Bu sırada o kadar ağır giden trafikte birden önümde yarım araba mesafeye burnunu kibarca sokmaya çalışan bir kamyonet. Arkasına yazmış “Hatalıysam 0 532 44405 05 i arayınız. Sıkıysa arayı da altında bir yazı ile desteklemede.”Her ortamda kendine bir mizah olanağı yaratan bir ülkeyiz. Baktım trafik iyice durağanlaştı. Bir de CB 100 arabalık konvoyla bir yere gidiyorsa TEM de yatıya kaldık demektir. Anneannem derdi. “1960 yıllarında, Boğaz ve Ada vapurlarında semt sakinlerinin hepsinin yerleri vardı. Nüfus çok azdı ve kimse kimsenin yerine oturmazdı. Kadıköy-Fenerbahçe arasında nostaljik tramvaylar işlerdi.” Baktım sinirimden ayağım şişmiş topuklu pabuçların ikisini de hemen ayağımda çıkardım. Çıplak ayak gaz, debrayaj ve fren oh be.. ne rahatmış. Gaz pedalı iyi de debrayaj ayağıma çok sert geldi.

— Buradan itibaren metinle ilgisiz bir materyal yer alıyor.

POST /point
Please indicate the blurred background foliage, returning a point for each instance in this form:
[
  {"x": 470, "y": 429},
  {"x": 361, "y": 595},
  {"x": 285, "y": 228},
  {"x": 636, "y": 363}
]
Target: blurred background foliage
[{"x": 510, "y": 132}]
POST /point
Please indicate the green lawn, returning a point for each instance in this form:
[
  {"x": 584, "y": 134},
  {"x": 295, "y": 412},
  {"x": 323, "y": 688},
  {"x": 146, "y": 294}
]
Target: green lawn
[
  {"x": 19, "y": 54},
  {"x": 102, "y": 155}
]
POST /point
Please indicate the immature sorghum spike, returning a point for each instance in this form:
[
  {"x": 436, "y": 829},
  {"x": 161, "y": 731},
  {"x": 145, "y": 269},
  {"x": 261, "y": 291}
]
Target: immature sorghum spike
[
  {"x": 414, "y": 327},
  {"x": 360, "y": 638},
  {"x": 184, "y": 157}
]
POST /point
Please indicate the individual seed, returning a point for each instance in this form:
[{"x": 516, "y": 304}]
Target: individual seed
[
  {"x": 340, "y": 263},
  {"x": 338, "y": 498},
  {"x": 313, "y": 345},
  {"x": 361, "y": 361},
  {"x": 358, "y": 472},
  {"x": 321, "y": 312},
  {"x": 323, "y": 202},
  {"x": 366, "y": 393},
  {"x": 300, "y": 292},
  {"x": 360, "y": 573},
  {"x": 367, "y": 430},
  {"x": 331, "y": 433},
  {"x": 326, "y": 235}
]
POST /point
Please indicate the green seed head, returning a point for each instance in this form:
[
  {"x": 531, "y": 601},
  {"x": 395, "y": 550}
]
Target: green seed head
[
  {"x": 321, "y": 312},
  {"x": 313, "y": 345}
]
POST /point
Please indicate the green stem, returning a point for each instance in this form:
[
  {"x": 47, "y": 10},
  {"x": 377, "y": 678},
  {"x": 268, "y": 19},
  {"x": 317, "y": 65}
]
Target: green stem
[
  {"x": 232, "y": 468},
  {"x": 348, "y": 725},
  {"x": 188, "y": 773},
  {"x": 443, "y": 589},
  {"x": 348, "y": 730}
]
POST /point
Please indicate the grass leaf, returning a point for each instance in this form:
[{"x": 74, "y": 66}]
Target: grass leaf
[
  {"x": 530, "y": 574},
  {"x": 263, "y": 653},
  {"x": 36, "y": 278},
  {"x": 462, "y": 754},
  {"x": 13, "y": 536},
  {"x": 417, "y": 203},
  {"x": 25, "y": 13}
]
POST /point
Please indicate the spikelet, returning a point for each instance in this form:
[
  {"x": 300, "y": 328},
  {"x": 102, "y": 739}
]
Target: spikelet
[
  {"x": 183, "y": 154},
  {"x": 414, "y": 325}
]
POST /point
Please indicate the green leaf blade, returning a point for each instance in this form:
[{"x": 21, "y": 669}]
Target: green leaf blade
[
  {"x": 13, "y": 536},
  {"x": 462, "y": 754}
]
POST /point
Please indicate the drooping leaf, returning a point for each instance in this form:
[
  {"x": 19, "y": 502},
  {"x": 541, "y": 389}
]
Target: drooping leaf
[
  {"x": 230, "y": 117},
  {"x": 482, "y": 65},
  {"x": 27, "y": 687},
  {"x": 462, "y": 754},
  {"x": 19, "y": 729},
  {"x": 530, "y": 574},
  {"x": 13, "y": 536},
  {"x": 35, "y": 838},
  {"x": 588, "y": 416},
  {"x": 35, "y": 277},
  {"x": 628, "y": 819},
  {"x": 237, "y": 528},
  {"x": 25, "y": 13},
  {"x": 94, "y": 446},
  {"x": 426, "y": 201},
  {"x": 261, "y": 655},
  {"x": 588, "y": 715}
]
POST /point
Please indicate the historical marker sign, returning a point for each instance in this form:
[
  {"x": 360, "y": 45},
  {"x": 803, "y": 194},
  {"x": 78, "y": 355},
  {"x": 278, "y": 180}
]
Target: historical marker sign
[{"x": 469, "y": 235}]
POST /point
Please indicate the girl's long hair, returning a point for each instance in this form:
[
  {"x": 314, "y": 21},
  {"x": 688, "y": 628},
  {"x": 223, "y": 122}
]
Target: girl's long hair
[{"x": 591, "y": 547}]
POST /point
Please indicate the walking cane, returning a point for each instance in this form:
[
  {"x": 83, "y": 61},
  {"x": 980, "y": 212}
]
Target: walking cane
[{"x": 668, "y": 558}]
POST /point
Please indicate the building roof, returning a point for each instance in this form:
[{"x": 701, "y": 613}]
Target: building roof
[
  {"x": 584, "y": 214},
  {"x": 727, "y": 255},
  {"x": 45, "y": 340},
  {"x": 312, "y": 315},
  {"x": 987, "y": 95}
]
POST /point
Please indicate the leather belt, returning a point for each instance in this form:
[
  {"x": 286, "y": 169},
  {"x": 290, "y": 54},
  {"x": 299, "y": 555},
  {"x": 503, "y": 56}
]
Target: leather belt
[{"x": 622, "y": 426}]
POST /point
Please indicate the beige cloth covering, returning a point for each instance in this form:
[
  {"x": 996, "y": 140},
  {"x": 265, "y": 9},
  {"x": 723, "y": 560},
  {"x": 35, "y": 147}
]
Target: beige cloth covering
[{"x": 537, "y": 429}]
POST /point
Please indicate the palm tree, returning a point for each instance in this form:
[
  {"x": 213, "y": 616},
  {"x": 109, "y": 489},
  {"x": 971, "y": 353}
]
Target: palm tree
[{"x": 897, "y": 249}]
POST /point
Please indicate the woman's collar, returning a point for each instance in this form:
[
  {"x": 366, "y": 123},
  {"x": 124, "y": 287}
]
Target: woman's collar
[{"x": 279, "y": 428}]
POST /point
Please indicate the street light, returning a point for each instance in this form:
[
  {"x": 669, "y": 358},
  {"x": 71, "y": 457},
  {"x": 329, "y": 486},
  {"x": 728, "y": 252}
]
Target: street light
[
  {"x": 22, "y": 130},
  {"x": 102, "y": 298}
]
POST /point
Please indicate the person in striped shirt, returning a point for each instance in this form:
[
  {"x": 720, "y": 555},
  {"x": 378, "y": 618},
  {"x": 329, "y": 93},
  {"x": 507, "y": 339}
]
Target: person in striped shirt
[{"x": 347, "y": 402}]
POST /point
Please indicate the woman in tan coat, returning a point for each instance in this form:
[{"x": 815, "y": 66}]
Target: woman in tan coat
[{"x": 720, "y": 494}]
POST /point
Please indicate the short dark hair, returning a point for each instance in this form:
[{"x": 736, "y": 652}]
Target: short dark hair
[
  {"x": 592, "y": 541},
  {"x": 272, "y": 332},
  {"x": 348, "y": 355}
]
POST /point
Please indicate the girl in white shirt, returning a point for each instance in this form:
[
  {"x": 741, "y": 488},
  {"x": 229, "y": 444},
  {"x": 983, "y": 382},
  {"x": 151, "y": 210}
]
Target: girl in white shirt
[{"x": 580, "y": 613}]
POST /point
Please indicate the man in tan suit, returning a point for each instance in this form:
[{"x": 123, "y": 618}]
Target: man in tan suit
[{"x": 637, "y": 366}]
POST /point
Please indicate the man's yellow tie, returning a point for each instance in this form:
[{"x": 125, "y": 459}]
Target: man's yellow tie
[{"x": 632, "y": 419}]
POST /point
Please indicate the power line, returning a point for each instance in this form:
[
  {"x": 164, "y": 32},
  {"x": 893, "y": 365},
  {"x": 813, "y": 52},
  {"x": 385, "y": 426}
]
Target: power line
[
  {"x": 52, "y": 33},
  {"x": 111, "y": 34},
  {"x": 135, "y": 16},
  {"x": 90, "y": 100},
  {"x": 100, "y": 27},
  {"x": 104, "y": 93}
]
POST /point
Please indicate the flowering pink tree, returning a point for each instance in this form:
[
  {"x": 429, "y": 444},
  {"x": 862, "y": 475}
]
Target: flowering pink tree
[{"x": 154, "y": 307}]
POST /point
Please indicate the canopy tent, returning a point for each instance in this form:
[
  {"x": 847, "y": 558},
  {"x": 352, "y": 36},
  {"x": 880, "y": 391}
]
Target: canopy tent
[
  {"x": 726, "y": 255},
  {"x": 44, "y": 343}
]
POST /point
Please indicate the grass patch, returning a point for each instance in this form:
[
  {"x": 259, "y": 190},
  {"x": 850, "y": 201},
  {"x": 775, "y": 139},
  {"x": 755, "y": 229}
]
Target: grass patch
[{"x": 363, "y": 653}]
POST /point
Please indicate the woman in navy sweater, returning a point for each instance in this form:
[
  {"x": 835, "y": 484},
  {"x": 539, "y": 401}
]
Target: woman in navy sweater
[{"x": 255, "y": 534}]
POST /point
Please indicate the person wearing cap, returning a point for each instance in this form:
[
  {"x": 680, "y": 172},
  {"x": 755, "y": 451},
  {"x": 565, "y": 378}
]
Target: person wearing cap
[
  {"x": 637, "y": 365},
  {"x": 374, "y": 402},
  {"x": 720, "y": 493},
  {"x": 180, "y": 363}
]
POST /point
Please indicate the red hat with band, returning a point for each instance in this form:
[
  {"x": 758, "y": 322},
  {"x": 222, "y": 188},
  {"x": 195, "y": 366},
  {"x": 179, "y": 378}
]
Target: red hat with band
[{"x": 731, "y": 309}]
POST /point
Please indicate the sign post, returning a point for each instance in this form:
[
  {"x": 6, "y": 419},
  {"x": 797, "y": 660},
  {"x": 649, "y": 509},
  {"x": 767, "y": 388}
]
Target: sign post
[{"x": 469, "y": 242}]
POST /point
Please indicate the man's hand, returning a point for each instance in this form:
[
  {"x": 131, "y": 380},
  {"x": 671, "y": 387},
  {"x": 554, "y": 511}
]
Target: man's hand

Bu kez kamyonet değil de yan pencereme yakın bir beyaz otomobil. Adamın kafası penceremden yan koltuğu düştü düşecek kadar içeri doğru uzanmış. Hınzır adam ayaklarımı çıplak gördü ya bacaklarımın üst tarafının çıplak olup olmama durumu ile meşgul. Birden içimden,“ Ooo.. beyim madem bana bu kadar yakın olmak istiyorsunuz. Buyurun bırakın arabanızı yan refüje hem tarafikten bir araba eksilir. Gelin benim arabama neyi daha yakın görmek istersiniz” diyesim geldi. Yan koltuktaki brojürü adamın penceresine doğru fırlattım.
Ankara’dan her an çay kahve ve kek servisi yapan kilimalı konforlu bir şehirlerarası otobüsü 3,5 saatte Istanbul’a geliyor. Nerdeyse evlere kadar servis koyacaklar. Yeşilköy_Atatürk havaalanından Zincirlikuyuya gelmem de bir iki saat aldı mı. Hemen arabamdan indim. Ortada otopark mafyası, Vale servisi olmayan bir sokağa arabamı park ettim. Kozyatağına Metrobüsle devam ettim. E 5 üzeri Ankara’dan şehirlerarası otobüsle gelseydim Kozyatağındaki işyerime 2 saat önce varmış olacaktım.